By using Vault as an identity broker, your organization is building an architecture that directly aligns with official federal guidance for zero trust, going far beyond mere secrets management.
Validated architecture
Implementation best practices
- Prefer platform-native identity mechanisms: Use authentication methods tied to native platform identities (for example, Kubernetes auth for Kubernetes pods, AWS auth for EC2 instances, Azure auth for Azure resources) whenever possible. These methods eliminate the need for pre-distributed credentials, reducing security risks and operational overhead.
- AppRole or TLS auth, when used correctly, are alternatives when platform-native identity mechanisms are not feasible. However, each requires reliance on an external trusted orchestrator for correct implementation. Find more details in the Vault Operating Guide for Adoption.

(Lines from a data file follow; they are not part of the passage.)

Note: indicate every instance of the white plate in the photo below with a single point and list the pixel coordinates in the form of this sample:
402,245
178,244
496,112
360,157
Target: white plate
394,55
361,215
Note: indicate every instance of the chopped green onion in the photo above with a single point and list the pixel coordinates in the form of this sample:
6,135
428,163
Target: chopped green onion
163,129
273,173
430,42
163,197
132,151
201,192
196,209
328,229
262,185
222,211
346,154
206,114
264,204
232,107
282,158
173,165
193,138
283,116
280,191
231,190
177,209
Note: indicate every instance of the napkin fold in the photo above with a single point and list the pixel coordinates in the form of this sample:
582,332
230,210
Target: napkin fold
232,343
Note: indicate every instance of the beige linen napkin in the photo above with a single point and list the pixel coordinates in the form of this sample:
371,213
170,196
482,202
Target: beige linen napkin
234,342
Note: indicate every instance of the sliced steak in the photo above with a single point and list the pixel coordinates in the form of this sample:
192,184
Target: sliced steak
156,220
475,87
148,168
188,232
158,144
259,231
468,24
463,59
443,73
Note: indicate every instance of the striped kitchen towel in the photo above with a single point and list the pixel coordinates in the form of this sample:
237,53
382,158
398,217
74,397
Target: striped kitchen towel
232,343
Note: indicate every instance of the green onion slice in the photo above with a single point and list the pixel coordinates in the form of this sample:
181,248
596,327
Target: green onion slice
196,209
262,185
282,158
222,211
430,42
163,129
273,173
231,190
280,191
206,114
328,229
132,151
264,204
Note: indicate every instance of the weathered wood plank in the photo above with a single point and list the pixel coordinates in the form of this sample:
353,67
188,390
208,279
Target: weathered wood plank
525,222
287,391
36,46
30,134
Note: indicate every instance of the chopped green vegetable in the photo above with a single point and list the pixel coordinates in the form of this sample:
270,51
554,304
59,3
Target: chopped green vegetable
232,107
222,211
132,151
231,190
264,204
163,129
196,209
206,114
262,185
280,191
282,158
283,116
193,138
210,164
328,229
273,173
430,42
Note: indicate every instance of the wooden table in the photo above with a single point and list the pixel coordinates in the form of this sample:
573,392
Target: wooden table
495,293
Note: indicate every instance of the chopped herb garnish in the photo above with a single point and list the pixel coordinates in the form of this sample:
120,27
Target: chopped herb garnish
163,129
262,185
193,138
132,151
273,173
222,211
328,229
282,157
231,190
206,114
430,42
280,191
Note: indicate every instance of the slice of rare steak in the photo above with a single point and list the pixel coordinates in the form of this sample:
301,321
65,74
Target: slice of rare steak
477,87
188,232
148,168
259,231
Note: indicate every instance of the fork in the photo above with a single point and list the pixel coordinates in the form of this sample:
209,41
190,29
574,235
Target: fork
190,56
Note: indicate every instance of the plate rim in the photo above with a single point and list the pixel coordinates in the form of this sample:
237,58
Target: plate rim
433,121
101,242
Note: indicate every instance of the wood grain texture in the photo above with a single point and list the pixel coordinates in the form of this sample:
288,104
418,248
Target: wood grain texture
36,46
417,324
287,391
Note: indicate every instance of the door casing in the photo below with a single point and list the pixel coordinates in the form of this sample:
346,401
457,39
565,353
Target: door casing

- Enforce least privilege: Use Vault's policy engine and secret engine roles to ensure that brokered identities have the minimum permissions required in their target domain.
- Audit everything: Use Vault's detailed audit logs to monitor all identity verification (auth mount) and credential generation (secrets engines) for compliance and security visibility.
- It is a common misconception that dynamic secret patterns give you less insight into machine access across your environment. On the contrary, brokered identity transactions on Vault are deeply auditable, much more so than static credentials and their inevitable sprawl.
- Implement replication for resiliency and scaling: Use disaster recovery (DR) replication for availability and resiliency, and performance replication for horizontal scaling.
- Identity brokering makes Vault a critical runtime dependency for applications and workloads; implementing both forms of replication allows you to achieve the required levels of operational robustness.
True identity brokering versus common anti-patterns
Identity brokering occurs when Vault translates a workload's native platform identity into temporary access for another system without creating new static secrets. Vault uses its primitives to bind the source identity to the target access, ensuring the transaction is identity-centric rather than secrets-centric. However, not all Vault usage qualifies as brokering. Understanding the distinction helps avoid common pitfalls and ensures you use Vault strategically in this context.
True brokering examples
- Kubernetes to AWS: A Kubernetes pod authenticates to Vault using its service account. Vault verifies its identity and generates temporary AWS credentials for S3 access.
- AWS to PostgreSQL: An EC2 instance authenticates to Vault using its IAM role. Vault verifies its identity and creates a short-lived PostgreSQL user and password.
Non-brokering examples
- CI/CD secret injection: A CI/CD pipeline authenticates to Vault, fetches application secrets, and injects them into an application deployment as environment variables. This is not identity brokering because the pipeline uses its identity, not the application's runtime identity, to obtain the secrets. While this does provide automation and potentially qualifies as an evolutionary improvement of the legacy secrets-focused approach, it does not achieve zero trust.
- Using long-lived AppRoles: Distributing long-lived AppRole credentials to an application is not brokering. The AppRole is a new set of credentials, not the workload's native platform identity. This replaces one static secret with another.
Replication for resiliency and scaling
To support robust identity brokering, use Vault Enterprise's two replication modes together: disaster recovery (DR) replication for failover resiliency and performance replication for horizontal scaling and low-latency access. This combination ensures Vault is a reliable runtime dependency, handling frequent authentications and dynamic credential generation without introducing downtime, latency, or orphaned leases in hybrid or multi-cloud environments.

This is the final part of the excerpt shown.